In the loop: how Halo defined a new decade of first-person shooters
From 'Pillar of Autumn' to genre foundation
Feature The glint of alien sunlight on green body armour; the spark of purple crystal shards arcing their way across the battlefield; the roar of a Warthog’s engine as it bounces across uneven terrain; and the dull thud as the butt of Master Chief’s gun impacts Covenant skull… familiar enough occurrences these days given the impact Halo has had on the first-person shooter scene, but never was it always thus.
Picture the scene: it’s late 2001 - going on to early 2002, depending on whether you’re in the US or not - and Sony’s PlayStation 2 is seemingly untouchable as it continues on the path of world domination laid down for it by the success of its predecessor.
Just coming to market are two competitors: Nintendo’s GameCube, with all the knowhow and experience, not to mention iconic characters; and the unknown quantity of Microsoft’s Xbox - more powerful than the PS2, perhaps, but where’s the support?
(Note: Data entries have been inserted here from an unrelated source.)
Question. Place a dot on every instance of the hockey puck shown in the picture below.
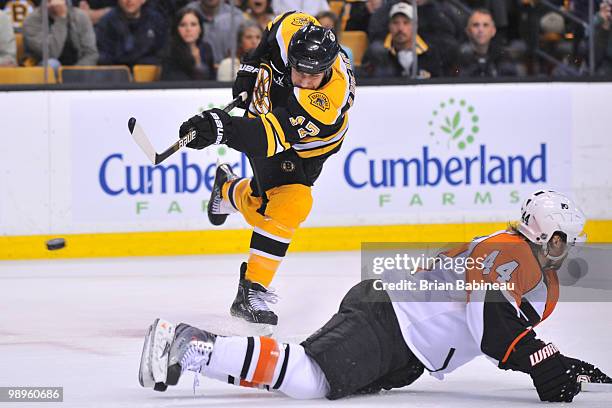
(56, 243)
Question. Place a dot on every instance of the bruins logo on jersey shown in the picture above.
(261, 93)
(320, 100)
(301, 20)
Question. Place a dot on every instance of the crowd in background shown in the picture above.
(195, 40)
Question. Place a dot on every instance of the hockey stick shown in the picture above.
(595, 387)
(144, 143)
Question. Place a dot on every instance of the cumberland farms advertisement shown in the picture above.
(411, 155)
(449, 153)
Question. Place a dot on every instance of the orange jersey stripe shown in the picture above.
(266, 364)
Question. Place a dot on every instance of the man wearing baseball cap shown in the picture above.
(395, 57)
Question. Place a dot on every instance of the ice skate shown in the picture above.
(169, 351)
(251, 303)
(219, 209)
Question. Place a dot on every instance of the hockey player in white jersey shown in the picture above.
(377, 341)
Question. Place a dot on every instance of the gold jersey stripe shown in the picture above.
(288, 27)
(279, 130)
(271, 150)
(325, 104)
(318, 152)
(310, 139)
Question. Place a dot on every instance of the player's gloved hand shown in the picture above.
(588, 372)
(212, 127)
(245, 81)
(554, 375)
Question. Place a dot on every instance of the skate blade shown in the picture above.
(145, 377)
(155, 354)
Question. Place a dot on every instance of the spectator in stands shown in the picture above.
(221, 24)
(131, 34)
(395, 58)
(330, 21)
(18, 10)
(96, 9)
(603, 38)
(500, 11)
(360, 13)
(72, 40)
(437, 22)
(189, 57)
(8, 50)
(312, 7)
(439, 25)
(479, 56)
(249, 36)
(259, 11)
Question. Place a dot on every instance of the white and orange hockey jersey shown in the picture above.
(448, 330)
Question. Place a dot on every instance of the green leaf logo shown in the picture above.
(453, 120)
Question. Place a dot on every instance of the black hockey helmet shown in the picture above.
(313, 49)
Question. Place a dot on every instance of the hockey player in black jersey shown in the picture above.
(377, 342)
(300, 86)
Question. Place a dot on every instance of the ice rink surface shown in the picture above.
(80, 324)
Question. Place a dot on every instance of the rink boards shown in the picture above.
(419, 163)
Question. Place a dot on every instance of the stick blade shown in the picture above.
(141, 139)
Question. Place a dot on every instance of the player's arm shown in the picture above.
(249, 63)
(502, 323)
(260, 136)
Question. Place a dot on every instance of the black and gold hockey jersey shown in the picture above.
(311, 123)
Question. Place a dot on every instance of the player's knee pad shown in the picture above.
(304, 378)
(290, 205)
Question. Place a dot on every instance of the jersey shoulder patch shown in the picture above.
(286, 26)
(329, 103)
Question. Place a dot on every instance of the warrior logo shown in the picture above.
(543, 353)
(302, 20)
(319, 100)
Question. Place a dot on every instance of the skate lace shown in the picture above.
(259, 299)
(194, 359)
(216, 205)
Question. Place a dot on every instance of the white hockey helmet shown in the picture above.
(547, 212)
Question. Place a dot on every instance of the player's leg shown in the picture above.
(286, 208)
(361, 348)
(247, 361)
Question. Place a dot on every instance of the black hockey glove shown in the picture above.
(554, 375)
(212, 127)
(245, 81)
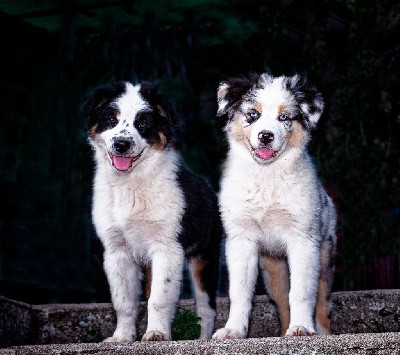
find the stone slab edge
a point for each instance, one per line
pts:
(374, 311)
(355, 344)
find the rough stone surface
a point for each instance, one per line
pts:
(15, 323)
(376, 311)
(354, 344)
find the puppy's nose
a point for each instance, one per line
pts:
(122, 146)
(265, 137)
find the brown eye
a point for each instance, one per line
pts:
(252, 116)
(142, 124)
(283, 117)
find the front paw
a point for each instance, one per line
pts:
(119, 339)
(299, 330)
(155, 335)
(227, 333)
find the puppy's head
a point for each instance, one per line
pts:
(268, 115)
(127, 122)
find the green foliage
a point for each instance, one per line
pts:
(350, 50)
(185, 326)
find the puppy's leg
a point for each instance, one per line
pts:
(242, 261)
(323, 308)
(124, 279)
(276, 277)
(166, 278)
(204, 278)
(304, 266)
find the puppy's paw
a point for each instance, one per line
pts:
(299, 330)
(227, 333)
(119, 339)
(154, 335)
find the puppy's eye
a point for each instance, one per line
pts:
(283, 116)
(113, 121)
(142, 124)
(252, 116)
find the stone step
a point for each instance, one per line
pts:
(375, 311)
(345, 344)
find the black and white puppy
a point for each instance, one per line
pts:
(274, 209)
(149, 211)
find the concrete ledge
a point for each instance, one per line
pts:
(376, 311)
(360, 344)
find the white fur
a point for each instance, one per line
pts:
(137, 215)
(271, 207)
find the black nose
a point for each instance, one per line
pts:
(265, 137)
(122, 146)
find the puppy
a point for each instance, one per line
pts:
(149, 211)
(274, 209)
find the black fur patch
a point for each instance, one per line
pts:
(201, 228)
(162, 119)
(305, 93)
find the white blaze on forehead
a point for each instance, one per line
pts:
(130, 102)
(272, 96)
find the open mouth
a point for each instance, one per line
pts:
(124, 163)
(265, 153)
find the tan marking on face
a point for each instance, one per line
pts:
(92, 131)
(278, 287)
(148, 282)
(297, 137)
(239, 133)
(258, 107)
(281, 108)
(198, 266)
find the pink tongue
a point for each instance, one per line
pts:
(122, 163)
(265, 153)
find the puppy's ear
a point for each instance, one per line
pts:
(223, 104)
(232, 91)
(308, 98)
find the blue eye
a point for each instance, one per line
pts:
(283, 117)
(252, 116)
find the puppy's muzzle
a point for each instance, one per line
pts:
(122, 145)
(265, 137)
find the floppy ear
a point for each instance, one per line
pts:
(231, 92)
(223, 104)
(308, 98)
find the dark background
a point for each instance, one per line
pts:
(53, 53)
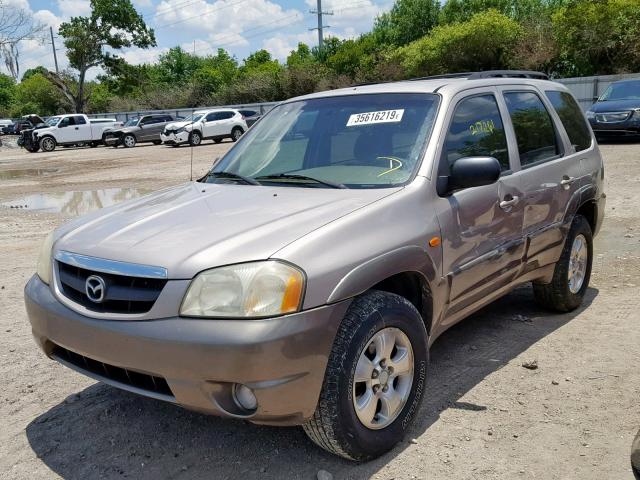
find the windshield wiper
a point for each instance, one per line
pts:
(293, 176)
(234, 176)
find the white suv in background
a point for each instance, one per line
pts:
(216, 124)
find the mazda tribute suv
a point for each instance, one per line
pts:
(304, 278)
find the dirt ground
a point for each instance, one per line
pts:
(484, 417)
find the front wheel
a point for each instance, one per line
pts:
(195, 139)
(48, 144)
(572, 272)
(236, 133)
(375, 378)
(129, 141)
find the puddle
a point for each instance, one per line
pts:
(26, 172)
(76, 203)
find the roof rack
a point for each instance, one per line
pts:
(509, 74)
(488, 74)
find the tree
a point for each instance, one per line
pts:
(599, 37)
(16, 24)
(7, 92)
(90, 41)
(483, 43)
(36, 94)
(407, 21)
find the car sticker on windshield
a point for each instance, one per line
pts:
(382, 116)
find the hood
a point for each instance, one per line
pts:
(196, 226)
(615, 106)
(176, 125)
(122, 129)
(33, 118)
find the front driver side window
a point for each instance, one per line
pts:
(476, 130)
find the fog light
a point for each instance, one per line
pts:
(244, 397)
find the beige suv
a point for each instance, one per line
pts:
(303, 280)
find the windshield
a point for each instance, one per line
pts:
(621, 91)
(358, 141)
(192, 118)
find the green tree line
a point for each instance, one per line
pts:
(415, 38)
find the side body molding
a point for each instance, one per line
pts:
(364, 276)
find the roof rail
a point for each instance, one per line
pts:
(509, 74)
(445, 75)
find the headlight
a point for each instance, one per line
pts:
(246, 290)
(44, 259)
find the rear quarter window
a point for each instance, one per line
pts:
(572, 118)
(534, 129)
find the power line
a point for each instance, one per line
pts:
(320, 13)
(209, 12)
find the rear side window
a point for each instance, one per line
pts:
(535, 133)
(477, 131)
(572, 118)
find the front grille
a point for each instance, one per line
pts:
(123, 294)
(612, 117)
(142, 381)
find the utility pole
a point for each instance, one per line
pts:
(53, 45)
(318, 11)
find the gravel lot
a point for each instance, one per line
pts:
(485, 416)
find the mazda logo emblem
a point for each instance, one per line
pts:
(95, 288)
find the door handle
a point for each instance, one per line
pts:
(506, 204)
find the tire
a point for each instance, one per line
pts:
(48, 144)
(195, 138)
(129, 141)
(236, 133)
(561, 295)
(336, 426)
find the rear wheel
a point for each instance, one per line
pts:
(48, 144)
(195, 139)
(572, 272)
(236, 133)
(129, 141)
(374, 381)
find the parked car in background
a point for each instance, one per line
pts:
(215, 124)
(146, 128)
(250, 116)
(616, 112)
(273, 290)
(74, 129)
(4, 123)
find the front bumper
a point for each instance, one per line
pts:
(175, 138)
(281, 359)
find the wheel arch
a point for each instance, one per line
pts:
(407, 271)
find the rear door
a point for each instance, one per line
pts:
(481, 226)
(211, 125)
(550, 171)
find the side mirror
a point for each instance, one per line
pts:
(469, 172)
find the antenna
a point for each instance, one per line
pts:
(191, 143)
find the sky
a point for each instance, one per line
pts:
(239, 26)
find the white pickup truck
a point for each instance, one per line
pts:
(72, 129)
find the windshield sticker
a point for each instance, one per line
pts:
(382, 116)
(482, 126)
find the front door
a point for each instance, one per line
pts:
(481, 226)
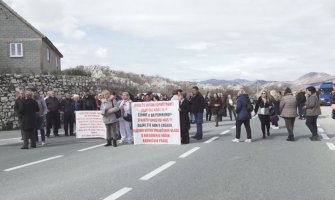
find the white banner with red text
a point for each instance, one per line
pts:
(156, 122)
(89, 124)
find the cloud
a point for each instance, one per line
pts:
(191, 39)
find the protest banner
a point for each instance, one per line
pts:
(89, 124)
(156, 122)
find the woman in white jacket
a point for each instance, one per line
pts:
(108, 109)
(125, 119)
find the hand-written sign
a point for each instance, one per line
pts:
(89, 124)
(156, 122)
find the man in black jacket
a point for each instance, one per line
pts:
(197, 108)
(68, 109)
(28, 109)
(53, 115)
(88, 101)
(301, 100)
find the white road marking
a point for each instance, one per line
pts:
(184, 155)
(324, 136)
(10, 139)
(32, 163)
(119, 193)
(331, 146)
(225, 132)
(211, 140)
(93, 147)
(321, 130)
(157, 171)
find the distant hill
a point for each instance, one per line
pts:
(219, 82)
(127, 81)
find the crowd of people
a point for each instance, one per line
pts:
(34, 110)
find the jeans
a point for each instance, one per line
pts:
(311, 123)
(301, 111)
(265, 123)
(289, 122)
(247, 128)
(40, 127)
(199, 120)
Where are those system-selling franchises that every fledging console needs?
The highlights of its launch line-up read: Project Gotham Racing, Oddworld: Munch's Oddysee, Dead or Alive 3 and first-person shooter Halo: Combat Evolved by Bungie; an innocuous enough sci-fi shooter by a company famous solely for its Marathon FPS for Macs – fine, but hardly Goldeneye, is it?
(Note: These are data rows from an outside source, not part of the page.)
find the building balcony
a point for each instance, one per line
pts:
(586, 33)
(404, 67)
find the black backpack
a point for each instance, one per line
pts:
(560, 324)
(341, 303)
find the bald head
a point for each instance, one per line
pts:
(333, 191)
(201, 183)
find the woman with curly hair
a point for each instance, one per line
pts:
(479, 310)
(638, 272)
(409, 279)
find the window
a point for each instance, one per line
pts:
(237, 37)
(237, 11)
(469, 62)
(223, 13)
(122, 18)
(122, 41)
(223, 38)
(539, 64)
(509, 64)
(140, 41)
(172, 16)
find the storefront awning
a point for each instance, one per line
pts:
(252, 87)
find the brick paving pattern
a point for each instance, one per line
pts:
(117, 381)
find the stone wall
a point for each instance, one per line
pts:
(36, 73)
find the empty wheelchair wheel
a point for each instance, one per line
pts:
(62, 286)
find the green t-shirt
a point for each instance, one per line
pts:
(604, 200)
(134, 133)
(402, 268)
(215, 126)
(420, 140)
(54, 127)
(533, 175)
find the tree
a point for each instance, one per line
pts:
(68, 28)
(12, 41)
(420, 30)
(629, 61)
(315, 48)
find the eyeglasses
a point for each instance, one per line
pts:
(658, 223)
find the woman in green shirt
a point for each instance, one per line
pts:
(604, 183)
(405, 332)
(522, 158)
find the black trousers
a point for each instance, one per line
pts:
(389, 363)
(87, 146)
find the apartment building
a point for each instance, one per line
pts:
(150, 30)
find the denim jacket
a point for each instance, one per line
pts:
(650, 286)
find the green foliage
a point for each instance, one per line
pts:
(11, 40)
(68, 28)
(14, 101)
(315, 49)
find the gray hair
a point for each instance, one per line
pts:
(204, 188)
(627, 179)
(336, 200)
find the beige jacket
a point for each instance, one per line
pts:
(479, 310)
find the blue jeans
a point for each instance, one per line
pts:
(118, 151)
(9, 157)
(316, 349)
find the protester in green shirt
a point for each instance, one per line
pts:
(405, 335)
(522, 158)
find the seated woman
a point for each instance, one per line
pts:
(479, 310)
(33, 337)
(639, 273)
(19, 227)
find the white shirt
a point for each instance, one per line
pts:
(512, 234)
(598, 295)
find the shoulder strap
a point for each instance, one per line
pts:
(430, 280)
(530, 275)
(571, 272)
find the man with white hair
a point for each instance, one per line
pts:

Worse, Microsoft had caused some bad blood by buying Bungie in the first place. Halo had been announced as computer game and been first demo'd in public running on an Apple at Macworld Expo. Only hasty reassurances that the game would make it to the Mac and Windows could help calm Bungie's fans.
Fast-forward ten years or so and as Halo 4 finally explodes on to the Xbox 360 it’s hard to argue a case for many other shooters - or indeed games of any genre - having had the impact that Halo has in the past decade of videogames.
Half-Life 2 revealed Valve to still be kings of innovation, but then the developer has hardly been prolific in following up its successes; Call of Duty has sold in huge quantities, but without ever pushing the boundaries in quite the same manner; while Battlefield has taken online encounters to new numerical heights, it but has only ever looked to extend the vehicular combat that Halo laid down all those years ago.